Jonás, negociante de aguas // #CuentoTallaS
Cenagoso.
Fue un tiempo muy feliz que duró relativamente en un negocio tan cenagoso como
el de la hostelería. Crear una moda –tendencia, dicen los especialistas en
naderías, capaces de textos vacuos disimulados con purpurina– es caro y
necesita de tiempo y de marquetinianos audaces. El gintónic es la prueba
de cómo una bebida asociada a los vasos de tubo, las luces sucias y los viejos
pubs con barras acolchadas y claveteadas ha remontado y vivido una inesperada y
sorprendente edad gaseosa.
Tintineante.
Otras bebidas han intentado seguir el tintineante camino de cristal abierto por
la ginebra y, pese a los anunciados renacimientos, jamás han desfilado entre
cubitos grandes, semillas de cardamomo y cucharas con mango de serpentina. El
mundo de Jonás es otro, más saludable y, oh, paradoja, base de las bebidas
alcohólicas premium: el de las aguas gourmets. Premium: qué gran
palabra con tan poco significado. El que la usó por primera vez era un genio.

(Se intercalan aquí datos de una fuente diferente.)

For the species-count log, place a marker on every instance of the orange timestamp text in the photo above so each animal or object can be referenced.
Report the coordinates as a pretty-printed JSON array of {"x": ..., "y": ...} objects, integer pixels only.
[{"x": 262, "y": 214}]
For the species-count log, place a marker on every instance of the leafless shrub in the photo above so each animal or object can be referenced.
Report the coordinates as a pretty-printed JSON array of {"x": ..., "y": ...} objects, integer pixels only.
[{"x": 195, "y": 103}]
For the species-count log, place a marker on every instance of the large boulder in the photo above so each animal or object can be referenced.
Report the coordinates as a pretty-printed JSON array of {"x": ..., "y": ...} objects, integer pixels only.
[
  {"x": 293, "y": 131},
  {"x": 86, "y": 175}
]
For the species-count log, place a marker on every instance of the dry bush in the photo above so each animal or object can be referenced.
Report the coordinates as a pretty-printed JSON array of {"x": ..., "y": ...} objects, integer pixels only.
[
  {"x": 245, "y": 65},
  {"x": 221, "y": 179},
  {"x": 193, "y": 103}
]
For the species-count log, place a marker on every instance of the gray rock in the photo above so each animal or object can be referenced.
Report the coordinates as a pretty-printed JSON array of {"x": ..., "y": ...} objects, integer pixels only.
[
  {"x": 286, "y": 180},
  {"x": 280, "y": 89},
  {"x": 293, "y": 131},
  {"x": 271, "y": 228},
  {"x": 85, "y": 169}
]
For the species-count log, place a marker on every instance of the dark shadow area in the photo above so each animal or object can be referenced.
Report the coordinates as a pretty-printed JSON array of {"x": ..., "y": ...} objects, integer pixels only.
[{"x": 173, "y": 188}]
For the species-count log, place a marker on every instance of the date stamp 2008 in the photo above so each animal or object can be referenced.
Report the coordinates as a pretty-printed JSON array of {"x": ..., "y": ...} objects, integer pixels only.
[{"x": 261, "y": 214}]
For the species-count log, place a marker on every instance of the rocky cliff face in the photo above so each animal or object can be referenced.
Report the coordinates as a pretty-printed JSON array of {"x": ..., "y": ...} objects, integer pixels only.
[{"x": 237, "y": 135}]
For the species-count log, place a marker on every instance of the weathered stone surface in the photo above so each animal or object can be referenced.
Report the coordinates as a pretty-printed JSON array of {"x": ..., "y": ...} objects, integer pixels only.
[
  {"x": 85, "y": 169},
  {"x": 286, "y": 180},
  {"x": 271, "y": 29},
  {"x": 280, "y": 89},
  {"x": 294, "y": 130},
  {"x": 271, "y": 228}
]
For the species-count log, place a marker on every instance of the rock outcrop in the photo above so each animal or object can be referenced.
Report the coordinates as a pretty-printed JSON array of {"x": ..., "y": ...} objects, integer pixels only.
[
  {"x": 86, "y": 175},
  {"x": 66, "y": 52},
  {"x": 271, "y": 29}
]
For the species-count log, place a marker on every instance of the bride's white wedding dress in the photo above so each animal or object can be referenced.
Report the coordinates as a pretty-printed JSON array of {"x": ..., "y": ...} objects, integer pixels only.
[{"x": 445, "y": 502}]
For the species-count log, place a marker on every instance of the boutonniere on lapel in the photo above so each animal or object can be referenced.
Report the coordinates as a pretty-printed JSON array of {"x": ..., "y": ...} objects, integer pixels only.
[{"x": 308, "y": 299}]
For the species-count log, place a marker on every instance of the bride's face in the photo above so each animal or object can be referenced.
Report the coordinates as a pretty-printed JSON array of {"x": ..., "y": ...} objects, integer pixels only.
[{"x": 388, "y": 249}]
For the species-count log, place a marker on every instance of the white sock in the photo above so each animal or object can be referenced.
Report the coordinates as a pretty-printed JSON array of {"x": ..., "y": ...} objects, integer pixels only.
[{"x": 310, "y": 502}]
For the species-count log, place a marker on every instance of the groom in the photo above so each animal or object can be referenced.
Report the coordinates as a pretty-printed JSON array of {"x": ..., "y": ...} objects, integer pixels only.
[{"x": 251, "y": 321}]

La gente lee o escucha premium y se imagina propulsada a una clase
superior. Premium significa distinguirse en los lineales del
supermercado y enriquecer, aunque sea con un único producto, una cesta de la
compra construida con descuentos.
Carbónico.
Jonás siempre ha agradecido a las compañías generales de agua la mediocre
calidad de lo que mana por las tuberías. Abrir el grifo es liberar una
sustancia desagradable, sin duda, higiénica, pero que apetece poco beber. Sabor
a metal, a cloro y al cansancio de transitar por tubos kilométricos. En
contados lugares el agua va de la espita a las jarras de cristal. Al principio,
su comercio era el del agua depurada, que prometían de manantial pero que
provenía de un río y a la que se añadía gas carbónico para aparentar
inexistentes propiedades medicinales. Pasar de lo común a lo extraordinario lo
consiguió gracias a una botella garrapateada por un diseñador célebre.
Coincidió la notoriedad de la operación con las primeras cartas de aguas en los
restaurantes, que defendían los sumilleres húmedos de gozo como si se tratara
de líquidos procedentes de la primera glaciación y a cuya prosperidad
contribuyó Jonás con un entusiasmo sin desmayo, gota a gota.
Artesiano. El
siguiente paso fue la especialización, y la excentricidad, ya como
distribuidor. Mercadeó con botellas exclusivas procedentes de los más
caprichosos destinos. De glaciar, de lluvia, de oasis, de pozo artesiano, de
volcán apagado, de niebla, de mar filtrada. En aquel tiempo glorioso, que ya
pasó, los sumilleres exponían a los clientes las virtudes del H20 excepcional que
–aunque estaba formada por la misma molécula que la corriente– vendían a precio
de obra de arte pequeña. Le atraía en especial la procedente del desierto
porque exprimir aquellos lugares en los que se pasaba sed era de un mérito
perverso.
Ósmosis. El
primer paso hacia el hundimiento fue la llegada del sistema de ósmosis a los
restaurantes, que además comenzaron a chulear a Jonás con botellas con rótulos
mentirosos: Agua acabada de hacer o agua de kilómetro cero. ¡Cómo
podían tener tanta jeta, si aquello manaba desde grandes distancias! Los
antiguos aliados se convirtieron en los enemigos. Los sumilleres volvieron a
concentrarse en los vinos ante el alivio de los clientes, a los que dejaron de
importunar con varios juegos de cartas.
Secreción. A
punto de abandonar por sequía de ideas, se le ha ocurrido envasar una secreción
íntima. ¿Cuánto está dispuesto a pagar el mercado por un litro de lágrimas? Ha
tardado en llenar el recipiente: ha tenido que provocar muchos disgustos para
recoger la savia amarga con un embudito. Un litro de lágrimas solo se obtiene
siendo la peor de las personas. Al final se ha quedado solo, abandonado por ser
el causante de un inmenso dolor. Desesperado, ha abierto la única botella del
mundo con agua de lágrimas. Ha dado un trago y, esperando encontrar algo
sublime, solo ha sido capaz de notar la sal.